As always, we need to uses approximations and mix physical processes with the terms of simulation
The notion of time is vital for biological and electronic computing [26, 93]. However, when simulating biological objects by electronic computers, the they are not identical, and, what is worse, they are even not proportional. The way as computers work [177], destroys even their sequence. For this reason, a pseudo-time is used, which we call ’simulated time’. The biological processes are cut into segments of variable size. At the beginning the period for the biological process is set and its length is transferred to the scheduler of the engine (important: this scheduler sits on top of the scheduler of the operating system and works independently from it). The information comprises a callback function, at what simulated time what activity is to be executed. Many biological processes run simultanously and they individually communicate with the scheduler. This way, the scheduler has the information which biological process wants to use the processor, in a chronological order. The scheduler maintains the simulated time as multiples of a ’time resolution’. In this way the continuous simulated time is mapped to discrete time steps. The time between those discrete steps is considered they are the same.

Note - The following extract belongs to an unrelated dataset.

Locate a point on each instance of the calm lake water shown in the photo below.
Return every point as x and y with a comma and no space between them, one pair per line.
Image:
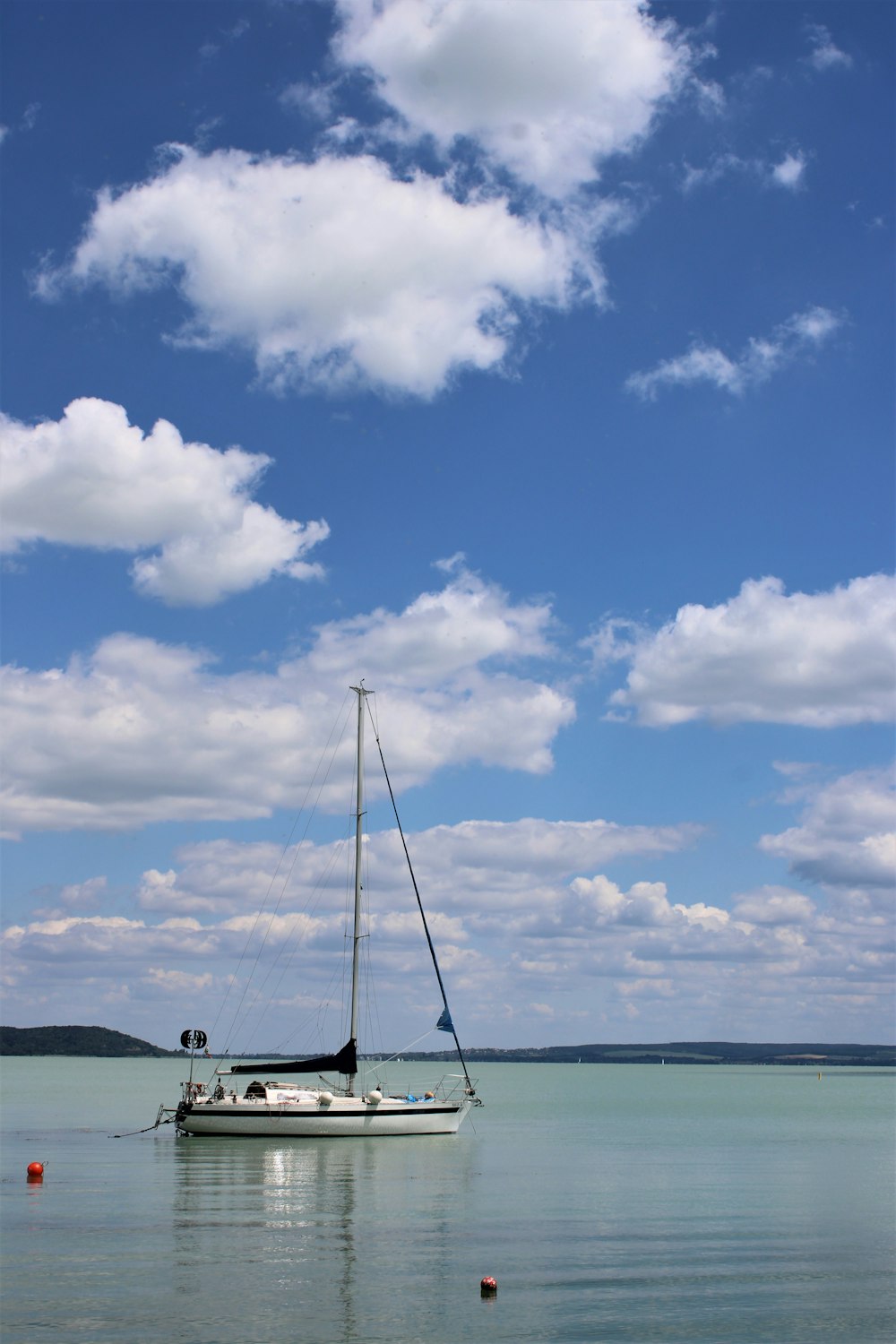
610,1202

When the next element of the queue follows, the scheduler increases the simulated time to the value of the requested time of action of the actual item. If more than one action is scheduled to the same time, all those actions are performed, in an arbitrary order. At the end of the period, the callback function notifies the biological process that the requested timing period is over (meaning that the requested computing activity was performed) and the scheduler takes the next item in the queue. If the time of that item is different, the system advances to that time value.
This way the biological objects work on the same time scale. Through the elapsed time and/or notifying each other, they can cooperate. Although the periods of the simulated time and the period while the computer works out the simulated task are greatly disproportional, the simulation is perfectly timed. The simulated process asks to schedule its phases to the biologically correct time, and they are executed at a processor time when the processor has free activity time.